In deep learning, I saw many papers apply the pre-processing step as normalization step. It normalizes the input as zero mean and unit variance before feeding to the convolutional network (has BatchNorm). Why not use original intensity? What is the benefit of the normalization step? If I used histogram matching among images, should I still use the normalization step? Thanks

Jame
  • 3,746
  • 6
  • 52
  • 101

2 Answers2

2

Normalization is important to bring features onto the same scale for the network to behave much better. Let's assume there are two features where one is measured on a scale of 1 to 10 and the second on a scale from 1 to 10,000. In terms of squared error function the network will be busy optimizing the weights according to the larger error on the second feature.

Therefore it is better to normalize.

Suleiman
  • 316
  • 1
  • 4
  • 15
  • Yes I should think so because from my understanding histogram matching will for instance balance out the intensities for your image having all the pixels in the range [100 - 255] but the values you feed to the network should normalize to the range [0 - 1] – Suleiman Jan 30 '19 at 03:16
  • So why should [0,1]. We can think [100-255] just a scale range, so histogram matching behaves as normalization – Jame Jan 30 '19 at 03:18
  • [0,1] is usually used because they are easier to deal with and for image classification since 255 is the maximum pixel value you divide by 255. Check this [link](https://stackoverflow.com/questions/20486700/why-we-always-divide-rgb-values-by-255) for more details – Suleiman Jan 30 '19 at 03:42
1

The answer to this can be found in Andrew Ng's tutorial: https://youtu.be/UIp2CMI0748?t=133.

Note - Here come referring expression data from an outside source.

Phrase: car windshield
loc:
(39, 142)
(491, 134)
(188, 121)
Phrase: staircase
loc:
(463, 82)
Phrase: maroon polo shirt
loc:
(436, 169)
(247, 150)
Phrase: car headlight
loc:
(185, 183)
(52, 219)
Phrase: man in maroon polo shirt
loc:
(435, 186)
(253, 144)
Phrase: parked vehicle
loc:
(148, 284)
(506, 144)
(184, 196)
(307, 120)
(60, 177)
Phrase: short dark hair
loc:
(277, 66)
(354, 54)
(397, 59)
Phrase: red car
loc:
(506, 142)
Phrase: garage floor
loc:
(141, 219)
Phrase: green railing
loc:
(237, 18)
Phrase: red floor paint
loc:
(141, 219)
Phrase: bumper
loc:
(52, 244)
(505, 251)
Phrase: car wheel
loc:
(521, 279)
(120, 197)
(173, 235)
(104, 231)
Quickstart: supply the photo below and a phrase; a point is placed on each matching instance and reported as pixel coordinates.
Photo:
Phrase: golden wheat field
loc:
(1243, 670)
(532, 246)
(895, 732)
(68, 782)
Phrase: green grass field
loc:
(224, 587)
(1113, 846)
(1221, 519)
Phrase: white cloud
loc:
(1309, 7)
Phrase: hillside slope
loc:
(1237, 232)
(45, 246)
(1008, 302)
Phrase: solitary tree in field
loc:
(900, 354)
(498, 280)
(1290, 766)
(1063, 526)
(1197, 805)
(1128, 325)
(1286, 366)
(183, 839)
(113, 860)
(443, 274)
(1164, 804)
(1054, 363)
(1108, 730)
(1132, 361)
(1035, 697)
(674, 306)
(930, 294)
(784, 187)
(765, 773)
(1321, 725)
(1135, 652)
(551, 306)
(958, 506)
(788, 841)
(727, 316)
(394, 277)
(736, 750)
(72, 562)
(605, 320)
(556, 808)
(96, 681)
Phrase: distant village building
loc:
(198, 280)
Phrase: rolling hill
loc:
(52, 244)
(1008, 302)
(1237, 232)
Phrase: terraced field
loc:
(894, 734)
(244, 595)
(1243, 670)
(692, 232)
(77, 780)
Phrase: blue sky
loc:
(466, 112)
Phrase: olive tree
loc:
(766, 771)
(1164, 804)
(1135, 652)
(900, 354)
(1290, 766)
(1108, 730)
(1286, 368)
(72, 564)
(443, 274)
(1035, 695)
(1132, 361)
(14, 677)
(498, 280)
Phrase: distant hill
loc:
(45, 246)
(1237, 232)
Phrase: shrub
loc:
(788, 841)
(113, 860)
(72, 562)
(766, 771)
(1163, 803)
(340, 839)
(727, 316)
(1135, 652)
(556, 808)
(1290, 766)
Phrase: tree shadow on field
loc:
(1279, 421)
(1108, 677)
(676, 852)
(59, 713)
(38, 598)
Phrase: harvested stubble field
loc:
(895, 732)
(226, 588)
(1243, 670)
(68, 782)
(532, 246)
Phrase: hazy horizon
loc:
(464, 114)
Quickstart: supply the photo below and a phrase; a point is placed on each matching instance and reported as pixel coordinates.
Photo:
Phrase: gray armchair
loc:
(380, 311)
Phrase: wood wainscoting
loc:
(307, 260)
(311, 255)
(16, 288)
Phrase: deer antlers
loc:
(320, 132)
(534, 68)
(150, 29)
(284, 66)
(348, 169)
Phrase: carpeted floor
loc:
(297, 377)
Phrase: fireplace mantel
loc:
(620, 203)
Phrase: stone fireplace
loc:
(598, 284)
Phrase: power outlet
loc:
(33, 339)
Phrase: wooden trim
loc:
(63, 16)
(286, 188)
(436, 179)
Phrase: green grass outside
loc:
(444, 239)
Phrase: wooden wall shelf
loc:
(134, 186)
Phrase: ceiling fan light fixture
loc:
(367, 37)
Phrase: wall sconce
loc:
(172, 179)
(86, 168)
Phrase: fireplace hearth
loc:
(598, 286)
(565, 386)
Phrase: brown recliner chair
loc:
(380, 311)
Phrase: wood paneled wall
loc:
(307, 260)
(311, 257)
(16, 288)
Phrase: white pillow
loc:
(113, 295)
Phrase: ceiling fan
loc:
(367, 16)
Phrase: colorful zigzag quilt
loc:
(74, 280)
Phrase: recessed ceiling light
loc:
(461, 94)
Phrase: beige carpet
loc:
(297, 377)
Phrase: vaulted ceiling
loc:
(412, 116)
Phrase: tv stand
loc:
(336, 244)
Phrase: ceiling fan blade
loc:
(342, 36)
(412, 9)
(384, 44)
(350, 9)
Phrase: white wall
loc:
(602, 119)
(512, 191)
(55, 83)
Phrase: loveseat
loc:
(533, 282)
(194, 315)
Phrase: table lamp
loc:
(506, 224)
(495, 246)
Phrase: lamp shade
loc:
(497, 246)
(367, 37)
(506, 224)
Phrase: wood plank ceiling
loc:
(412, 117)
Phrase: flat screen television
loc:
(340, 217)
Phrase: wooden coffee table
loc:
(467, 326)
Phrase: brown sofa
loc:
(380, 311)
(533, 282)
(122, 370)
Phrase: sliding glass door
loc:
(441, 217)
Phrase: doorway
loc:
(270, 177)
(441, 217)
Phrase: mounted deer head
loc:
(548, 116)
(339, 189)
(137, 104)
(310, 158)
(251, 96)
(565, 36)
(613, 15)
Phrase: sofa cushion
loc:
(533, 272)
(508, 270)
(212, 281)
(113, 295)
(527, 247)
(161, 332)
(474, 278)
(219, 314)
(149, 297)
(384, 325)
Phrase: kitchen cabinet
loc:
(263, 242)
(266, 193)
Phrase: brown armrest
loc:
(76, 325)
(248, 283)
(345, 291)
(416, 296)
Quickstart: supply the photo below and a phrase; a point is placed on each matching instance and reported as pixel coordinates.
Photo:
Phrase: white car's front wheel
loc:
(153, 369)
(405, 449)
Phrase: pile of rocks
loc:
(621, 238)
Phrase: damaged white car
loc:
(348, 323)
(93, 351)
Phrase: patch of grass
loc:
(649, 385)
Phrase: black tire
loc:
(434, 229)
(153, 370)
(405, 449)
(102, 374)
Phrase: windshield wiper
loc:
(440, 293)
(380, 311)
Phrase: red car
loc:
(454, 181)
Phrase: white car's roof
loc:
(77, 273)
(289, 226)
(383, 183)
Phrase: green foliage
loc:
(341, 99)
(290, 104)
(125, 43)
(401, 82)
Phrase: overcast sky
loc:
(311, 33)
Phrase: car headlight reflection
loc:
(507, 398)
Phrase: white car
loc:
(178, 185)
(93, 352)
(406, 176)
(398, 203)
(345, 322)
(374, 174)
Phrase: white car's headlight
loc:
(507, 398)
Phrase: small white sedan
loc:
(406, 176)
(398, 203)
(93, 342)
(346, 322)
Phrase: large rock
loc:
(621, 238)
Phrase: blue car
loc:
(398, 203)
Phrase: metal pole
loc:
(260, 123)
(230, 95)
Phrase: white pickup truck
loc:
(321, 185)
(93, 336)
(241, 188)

TLDR: If you do not normalize input features, some features can have a very different scale and will slow down Gradient Descent.

Long explanation: Let us consider a model that uses two features Feature1 and Feature2 with the following ranges:

Feature1: [10,10000] Feature2: [0.00001, 0.001]

The Contour plot of these will look something like this (scaled for easier visibility). Contour plot of Feature1 and Feature2

When you perform Gradient Descent, you will calculate d(Feature1) and d(Feature2) where "d" denotes differential in order to move the model weights closer to minimizing the loss. As evident from the contour plot above, d(Feature1) is going to be significantly smaller compared to d(Feature2), so even if you choose a reasonably medium value of learning rate, then you will be zig-zagging around because of relatively large values of d(Feature2) and may even miss the global minima. Medium value of learning rate

In order to avoid this, if you choose a very small value of learning rate, Gradient Descent will take a very long time to converge and you may stop training even before reaching the global minima. Very small Gradient Descent

So as you can see from the above examples, not scaling your features lead to an inefficient Gradient Descent which results in not finding the most optimal model

Viman Deb
  • 41
  • 3